You have made me happy.  My family is very pleased.  My belly is full.

I made your salmon tonight and that is one darn fine recipe!

I didn't decide to make it until about 3:30 so I rushed to the store and gathered what I didn't have--Like 3# of King. [Still mostly Alaskan but down to $9/# and really fresh]  I couldn't find chervil in the time I had so I substituded watercress -does ath anise flavor of chervil make much difference?  The only red wine vinegar in the house was growing mother like there was no tommorrow so I subed cava vinegar.

The only negative comment was my daughter who thought the dressing  "could have more bite".  The Cava vinegar was too mild- low acidityand sweet.

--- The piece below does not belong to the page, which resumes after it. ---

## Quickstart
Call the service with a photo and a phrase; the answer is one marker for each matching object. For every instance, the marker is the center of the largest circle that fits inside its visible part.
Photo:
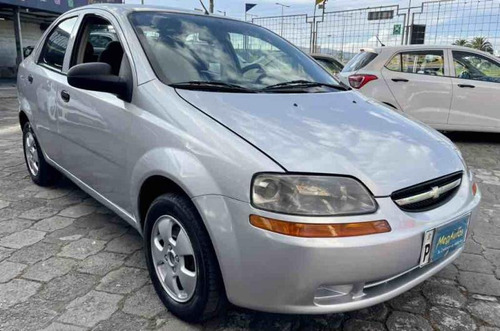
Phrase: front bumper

One other thing,  my copy of your recipe now says to prep all the stuff and stage it in the order to be used.  I didn't and had to go back to the dressing twice because I had forgotten parts.

Thanks again for the fine feed.

Robert Collins
Seattle


----------



## ironchef (Aug 21, 2004)

Robert, glad you liked it. That was a dish I actually made up in Culinary school when I was "challenged" by one of my instructors to make a dish with whatever leftover stuff we had. It was the last week of class so we were running down a lot of our supplies on purpose, or else they would spoil since the kitchen would be unoccupied until the next class came in.

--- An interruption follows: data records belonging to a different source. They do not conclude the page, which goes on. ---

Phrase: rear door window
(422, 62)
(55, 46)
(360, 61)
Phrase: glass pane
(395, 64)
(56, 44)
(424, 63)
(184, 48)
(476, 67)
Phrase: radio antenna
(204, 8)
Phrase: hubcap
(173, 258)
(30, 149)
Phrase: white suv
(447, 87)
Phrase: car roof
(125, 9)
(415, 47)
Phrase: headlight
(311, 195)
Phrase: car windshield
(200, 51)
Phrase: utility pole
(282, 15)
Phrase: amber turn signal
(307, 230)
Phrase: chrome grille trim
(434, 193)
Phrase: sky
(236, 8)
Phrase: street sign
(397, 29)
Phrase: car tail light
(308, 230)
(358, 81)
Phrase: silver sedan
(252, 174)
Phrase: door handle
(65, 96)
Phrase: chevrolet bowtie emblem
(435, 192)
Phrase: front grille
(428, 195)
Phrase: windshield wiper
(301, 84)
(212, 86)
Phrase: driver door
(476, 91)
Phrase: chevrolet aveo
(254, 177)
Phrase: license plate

The red wine vinegar would have definitely given it more "bite". If you wanted a more citrus-type bite, you could've added more lime or lemon juice. Under the "method" section, I wrote in what to me was the best chronological order in the way to make it. Of course my way isn't always the best or most efficient for everyone, so to each their own. However, everyone should definitely marinate the salmon first though, and then use that hour to get everything else in the dish ready.


----------



## Robt (Aug 22, 2004)

PS

Just had some of the left over sauce on my omlet.  It no longer needs more acid. Its great.  Time is really on its side.  Any Ideas for a name for this sauce?


----------



## wiseguy21690 (Aug 23, 2004)

Seems like an east meets west sauce.


----------



## ironchef (Aug 24, 2004)

I just call it a "citrus-herb vinaigrette", but you can call it whatever you want to. It's basically a fusion type vinaigrette, but the Asian flavors enhance, rather than dominate the dressing.


----------